U89556 1956. Spot on hzgw21. The bike wasn't packed real good and the tank got some scratches from rubbing the front wheel. Kind of a bummer since the seller is hitting me up for a additional $45 for shipping. $120 for shipping from Washington to Calif is a little steep.


----------



## Pauliemon (Jun 17, 2010)

I will keep that in mind Pat. But I've been selling off other projects so I can keep this one. That is a sweet 56 Hornet you have there.


----------



## partsguy (Jun 18, 2010)

Sounds like you bid before you knew what it was. Did you?


----------



## PCHiggin (Jun 18, 2010)

Pauliemon said:


> I will keep that in mind Pat. But I've been selling off other projects so I can keep this one. That is a sweet 56 Hornet you have there.

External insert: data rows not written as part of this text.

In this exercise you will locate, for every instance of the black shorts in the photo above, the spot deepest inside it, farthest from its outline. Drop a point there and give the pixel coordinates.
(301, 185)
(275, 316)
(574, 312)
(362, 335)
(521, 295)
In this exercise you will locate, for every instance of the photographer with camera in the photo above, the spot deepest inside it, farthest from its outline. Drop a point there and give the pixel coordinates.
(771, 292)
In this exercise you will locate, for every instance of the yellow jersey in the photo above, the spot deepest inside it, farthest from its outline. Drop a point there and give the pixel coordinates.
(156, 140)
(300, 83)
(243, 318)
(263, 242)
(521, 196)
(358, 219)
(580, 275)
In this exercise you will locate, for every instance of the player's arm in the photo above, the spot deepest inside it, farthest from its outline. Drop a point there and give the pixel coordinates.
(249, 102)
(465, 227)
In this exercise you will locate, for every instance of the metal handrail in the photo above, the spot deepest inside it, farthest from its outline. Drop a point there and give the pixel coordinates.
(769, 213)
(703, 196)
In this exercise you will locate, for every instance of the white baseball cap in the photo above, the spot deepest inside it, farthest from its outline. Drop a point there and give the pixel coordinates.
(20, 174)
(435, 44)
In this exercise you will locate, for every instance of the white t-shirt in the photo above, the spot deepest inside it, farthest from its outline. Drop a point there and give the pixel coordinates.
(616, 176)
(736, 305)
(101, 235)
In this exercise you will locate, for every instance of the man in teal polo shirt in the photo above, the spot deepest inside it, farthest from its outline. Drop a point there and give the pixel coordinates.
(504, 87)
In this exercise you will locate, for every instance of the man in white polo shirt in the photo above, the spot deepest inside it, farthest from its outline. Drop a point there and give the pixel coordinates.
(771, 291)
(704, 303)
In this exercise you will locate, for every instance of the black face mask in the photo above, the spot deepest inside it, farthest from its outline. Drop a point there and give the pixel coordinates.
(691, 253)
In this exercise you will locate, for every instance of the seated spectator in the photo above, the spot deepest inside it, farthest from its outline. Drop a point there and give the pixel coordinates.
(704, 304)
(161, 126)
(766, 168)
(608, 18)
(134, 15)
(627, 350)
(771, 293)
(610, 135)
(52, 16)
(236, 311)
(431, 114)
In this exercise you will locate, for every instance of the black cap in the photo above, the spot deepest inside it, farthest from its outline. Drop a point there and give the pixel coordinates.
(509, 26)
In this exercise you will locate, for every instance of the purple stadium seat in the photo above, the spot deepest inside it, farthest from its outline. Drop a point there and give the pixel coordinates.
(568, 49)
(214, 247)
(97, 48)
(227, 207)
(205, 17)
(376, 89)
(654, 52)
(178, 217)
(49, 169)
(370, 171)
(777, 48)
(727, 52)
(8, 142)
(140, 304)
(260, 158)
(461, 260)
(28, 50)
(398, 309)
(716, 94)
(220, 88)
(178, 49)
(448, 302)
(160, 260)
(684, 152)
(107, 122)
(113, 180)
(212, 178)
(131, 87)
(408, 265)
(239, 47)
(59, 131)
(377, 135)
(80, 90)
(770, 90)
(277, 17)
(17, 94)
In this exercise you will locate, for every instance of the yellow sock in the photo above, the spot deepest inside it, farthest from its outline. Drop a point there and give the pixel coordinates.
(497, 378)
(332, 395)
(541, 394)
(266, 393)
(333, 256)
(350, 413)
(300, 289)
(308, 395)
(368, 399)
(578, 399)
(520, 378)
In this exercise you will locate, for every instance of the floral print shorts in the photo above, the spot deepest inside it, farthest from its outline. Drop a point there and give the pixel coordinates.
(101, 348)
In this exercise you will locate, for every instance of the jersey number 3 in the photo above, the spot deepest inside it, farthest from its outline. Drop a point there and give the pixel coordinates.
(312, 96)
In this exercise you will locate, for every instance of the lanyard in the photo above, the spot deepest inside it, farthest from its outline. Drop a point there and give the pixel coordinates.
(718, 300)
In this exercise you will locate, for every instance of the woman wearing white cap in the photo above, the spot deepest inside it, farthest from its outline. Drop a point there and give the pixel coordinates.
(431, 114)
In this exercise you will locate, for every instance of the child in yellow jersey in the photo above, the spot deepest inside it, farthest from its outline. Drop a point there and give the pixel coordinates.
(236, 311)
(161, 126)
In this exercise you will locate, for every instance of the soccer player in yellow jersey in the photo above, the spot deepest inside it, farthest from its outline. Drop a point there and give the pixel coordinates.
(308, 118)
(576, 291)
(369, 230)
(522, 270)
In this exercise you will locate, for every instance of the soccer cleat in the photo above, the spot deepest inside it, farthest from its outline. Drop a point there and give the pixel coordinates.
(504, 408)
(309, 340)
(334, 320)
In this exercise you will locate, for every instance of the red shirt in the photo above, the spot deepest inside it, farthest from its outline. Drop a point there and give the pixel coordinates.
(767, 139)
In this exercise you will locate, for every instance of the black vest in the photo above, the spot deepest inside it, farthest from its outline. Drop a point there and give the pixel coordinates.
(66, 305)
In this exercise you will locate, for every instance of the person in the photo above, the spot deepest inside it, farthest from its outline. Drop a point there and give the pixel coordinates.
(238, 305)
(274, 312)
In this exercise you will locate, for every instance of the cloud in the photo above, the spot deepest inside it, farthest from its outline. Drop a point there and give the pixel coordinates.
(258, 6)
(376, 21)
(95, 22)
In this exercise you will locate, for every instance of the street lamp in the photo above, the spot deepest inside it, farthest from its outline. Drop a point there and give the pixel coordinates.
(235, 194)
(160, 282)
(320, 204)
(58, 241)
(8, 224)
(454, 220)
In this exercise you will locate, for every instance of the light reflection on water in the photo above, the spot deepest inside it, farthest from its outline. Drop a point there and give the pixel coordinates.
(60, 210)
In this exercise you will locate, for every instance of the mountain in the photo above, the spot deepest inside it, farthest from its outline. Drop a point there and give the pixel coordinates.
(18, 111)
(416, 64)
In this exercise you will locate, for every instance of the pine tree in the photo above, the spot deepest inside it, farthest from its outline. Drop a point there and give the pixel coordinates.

 Thanks for the kudos,too bad about the damage to yours. It's still a real gem, a few scratches just give more character,LOL!

Pat


----------



## Pauliemon (Jun 19, 2010)

Kind of. I knew it was a 50 something Schwinn with what looked like mostly original parts.


----------



## Pauliemon (Jun 29, 2010)

Finally put the Hornet together so I could see what I'm dealing with. It's also the best way for me to not lose parts. My shop is a mess! The seller swapped out the original bars and grips for some cheap replacements. I contacted him and he said he would look around. I ain't holdin' my breath. One pic shows the scratches on a near perfect tank. Going to have to start looking for some bars, light, seatpost, and saddle.


----------



## spitfire (Jul 14, 2010)

Id bring up the damage suffered from improper packaging and ask if they would cut you a break on the extra shipping. Bet you got a good deal though.


----------